24 Oct 2016, 48 mins ago

UK Prime Minister David Cameron has announced a referendum on whether Britain should remain in the European Union is to be held onThursday 23 June 2016. With this date fast approaching, arguments are being put forward both in favor and against this notion.

One argument that has consistently made headlines by Eurosceptics is the concern over the accuracy of the official figures published regarding the numbers of EU nationals in the UK and the government’s failure to report on the exact numbers.

The Office for National Statistics (ONS) has stated that it will carry out an official review of these figures ahead of the referendum and publish it with the next quarterly migration reports.
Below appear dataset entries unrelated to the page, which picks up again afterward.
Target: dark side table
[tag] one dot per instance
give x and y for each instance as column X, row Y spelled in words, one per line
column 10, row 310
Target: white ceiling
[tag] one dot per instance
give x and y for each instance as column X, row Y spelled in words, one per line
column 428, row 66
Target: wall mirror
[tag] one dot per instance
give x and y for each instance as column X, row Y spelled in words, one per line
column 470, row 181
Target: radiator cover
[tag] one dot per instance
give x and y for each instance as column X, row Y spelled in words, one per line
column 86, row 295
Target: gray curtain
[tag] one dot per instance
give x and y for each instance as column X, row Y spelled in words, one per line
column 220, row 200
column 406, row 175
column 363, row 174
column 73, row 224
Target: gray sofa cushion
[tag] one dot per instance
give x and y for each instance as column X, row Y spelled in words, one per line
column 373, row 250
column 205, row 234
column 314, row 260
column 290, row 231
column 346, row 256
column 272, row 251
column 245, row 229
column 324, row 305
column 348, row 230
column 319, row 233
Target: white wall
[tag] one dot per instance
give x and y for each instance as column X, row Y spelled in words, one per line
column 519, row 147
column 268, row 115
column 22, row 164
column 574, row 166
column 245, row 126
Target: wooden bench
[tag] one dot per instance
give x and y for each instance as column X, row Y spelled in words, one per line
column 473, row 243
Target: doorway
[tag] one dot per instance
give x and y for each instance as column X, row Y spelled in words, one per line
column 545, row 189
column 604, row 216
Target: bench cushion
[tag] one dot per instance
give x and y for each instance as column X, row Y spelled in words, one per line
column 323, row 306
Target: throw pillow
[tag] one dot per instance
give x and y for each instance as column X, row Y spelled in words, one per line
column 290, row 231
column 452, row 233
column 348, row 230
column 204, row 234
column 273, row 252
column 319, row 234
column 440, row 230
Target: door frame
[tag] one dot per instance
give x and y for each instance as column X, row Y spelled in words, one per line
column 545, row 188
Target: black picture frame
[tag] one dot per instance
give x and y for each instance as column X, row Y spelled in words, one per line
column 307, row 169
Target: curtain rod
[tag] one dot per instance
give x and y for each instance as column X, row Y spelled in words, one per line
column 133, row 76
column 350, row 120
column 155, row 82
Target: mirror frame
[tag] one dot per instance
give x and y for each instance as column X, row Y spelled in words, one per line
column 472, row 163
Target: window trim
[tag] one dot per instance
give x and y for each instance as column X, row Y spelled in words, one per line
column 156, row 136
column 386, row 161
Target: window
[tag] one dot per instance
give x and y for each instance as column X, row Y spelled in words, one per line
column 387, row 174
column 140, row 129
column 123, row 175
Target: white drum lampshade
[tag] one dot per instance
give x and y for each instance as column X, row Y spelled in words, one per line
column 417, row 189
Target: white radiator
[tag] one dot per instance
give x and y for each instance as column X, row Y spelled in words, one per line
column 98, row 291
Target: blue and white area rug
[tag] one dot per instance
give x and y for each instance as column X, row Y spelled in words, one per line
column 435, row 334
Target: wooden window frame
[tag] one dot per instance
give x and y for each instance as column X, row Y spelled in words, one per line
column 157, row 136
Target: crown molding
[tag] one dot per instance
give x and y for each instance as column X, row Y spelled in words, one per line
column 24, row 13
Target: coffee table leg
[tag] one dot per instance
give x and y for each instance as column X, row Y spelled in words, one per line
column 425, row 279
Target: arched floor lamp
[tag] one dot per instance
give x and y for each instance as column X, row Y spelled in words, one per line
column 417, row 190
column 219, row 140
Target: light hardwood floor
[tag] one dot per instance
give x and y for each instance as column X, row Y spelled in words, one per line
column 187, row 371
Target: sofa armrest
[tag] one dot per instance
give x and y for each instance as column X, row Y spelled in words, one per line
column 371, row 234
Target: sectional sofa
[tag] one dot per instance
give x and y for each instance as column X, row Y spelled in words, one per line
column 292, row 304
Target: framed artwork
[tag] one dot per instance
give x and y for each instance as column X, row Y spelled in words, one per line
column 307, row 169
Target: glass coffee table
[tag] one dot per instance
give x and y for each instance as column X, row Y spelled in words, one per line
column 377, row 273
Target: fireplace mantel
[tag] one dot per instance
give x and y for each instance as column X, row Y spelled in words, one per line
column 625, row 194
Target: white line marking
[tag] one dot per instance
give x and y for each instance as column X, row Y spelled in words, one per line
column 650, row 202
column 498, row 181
The need for review arose after it was reported that, in the year leading up to September 2015, just 257,000 EU nationals arrived in the UK with the intention of residing. However, it was also reported that in the 12 months preceding December 2015, 630,000 EU nationals were issued with national insurance numbers.

Experts from the ONS have advised that, whilst there is a significant discrepancy in the figures, there are a number of complex reasons as to why this could be.

The ONS’s view is that “using national insurance numbers to calculate migration numbers is far from a perfect method.” National insurance numbers are not only issued to permanent EU migrants, but also to temporary workers who are not included in the official migration figures due to the fact they are required to leave Britain once they have completed the seasonal work they came for. The ONS’s research also indicates that many EU migrants do not register for national insurance numbers immediately on arrival, and often wait for months, or even years, to do so after arriving in the UK. Further, the National Audit Office has raised concerns about widespread fraud in national insurance numbers, with people making multiple applications undetected, which could account for higher numbers.

Nevertheless, figures such as these (however erroneous) have historically been relied on by anti-immigration campaigners as proof that the government is playing down the migration figures and, with the referendum fast approaching, it is going to be interesting to see whether the ONS’s review will add further fuel to the debate.